Azazel, from the shadows, had done less, but his presence was a tactical net. His Shadow Sense had traced the vibrations through the crystal floor, confirming no other threats approached. His focus had been on Joren. The mage was competent, but his concentration was entirely forward. Azazel had seen a fourth Crystal Crawler, clever and patient, circling high on the ceiling far behind them, waiting for the mage to exhaust his focus. Azazel didn't intervene. Instead, he let a single, whisper-thin tendril of darkness—You Shadow—coil like a vine up the wall behind the mage. It didn't attack. It simply rested, a hair's breadth from the crawling thing's underbelly, a silent threat. The creature froze, sensing the unnatural cold, then skittered away into a crevice, abandoning its ambush.

The fight was over. The Hands of Scouting stood amidst their disabled foes, breathing steadily. They had taken no damage, expended minimal resources, and demonstrated flawless teamwork.

Kael turned, wiping his axe clean, his chest puffed out just a little. "See? Nothing to worry about. We've got this."

Reginleif stepped forward, her expression one of genuine respect. "Efficient. Well-coordinated. You fight like a single entity." It was high praise from her.

Azazel emerged from the shadows, his return so smooth he seemed to simply condense out of the dark. He looked at the disabled monsters, then at the proud party. His analysis was complete. "Good control," he stated, his voice flat. "You minimize risk. That's smart."

His compliment, while delivered like a stock report, was sincere. They were professionals. They had passed his initial assessment. But in his mind, the calculation continued.

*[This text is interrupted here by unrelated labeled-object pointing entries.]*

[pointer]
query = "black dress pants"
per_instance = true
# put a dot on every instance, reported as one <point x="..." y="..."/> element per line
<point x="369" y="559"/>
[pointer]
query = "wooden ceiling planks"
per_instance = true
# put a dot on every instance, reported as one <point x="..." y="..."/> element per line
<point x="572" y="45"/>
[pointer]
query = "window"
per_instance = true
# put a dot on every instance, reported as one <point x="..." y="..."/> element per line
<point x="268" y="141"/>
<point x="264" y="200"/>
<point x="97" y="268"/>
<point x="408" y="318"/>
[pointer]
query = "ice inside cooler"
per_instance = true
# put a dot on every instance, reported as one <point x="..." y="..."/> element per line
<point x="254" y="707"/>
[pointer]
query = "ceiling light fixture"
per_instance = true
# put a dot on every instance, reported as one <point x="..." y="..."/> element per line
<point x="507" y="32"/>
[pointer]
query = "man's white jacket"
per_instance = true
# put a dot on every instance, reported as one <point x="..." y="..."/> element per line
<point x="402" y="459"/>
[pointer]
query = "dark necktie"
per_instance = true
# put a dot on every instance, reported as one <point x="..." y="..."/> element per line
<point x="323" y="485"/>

They fight textbook. Predictable to each other, maybe predictable to an enemy that watches. Their strength is cohesion. Their weakness might be the same.

He caught Reginleif's eye. A silent message passed between them. They're capable. We can trust them with the obvious threats. But the moment something breaks the textbook… that's when our real work begins.

"Let's keep moving," Azazel said, gesturing towards the downward path. "The real test is still twenty floors down."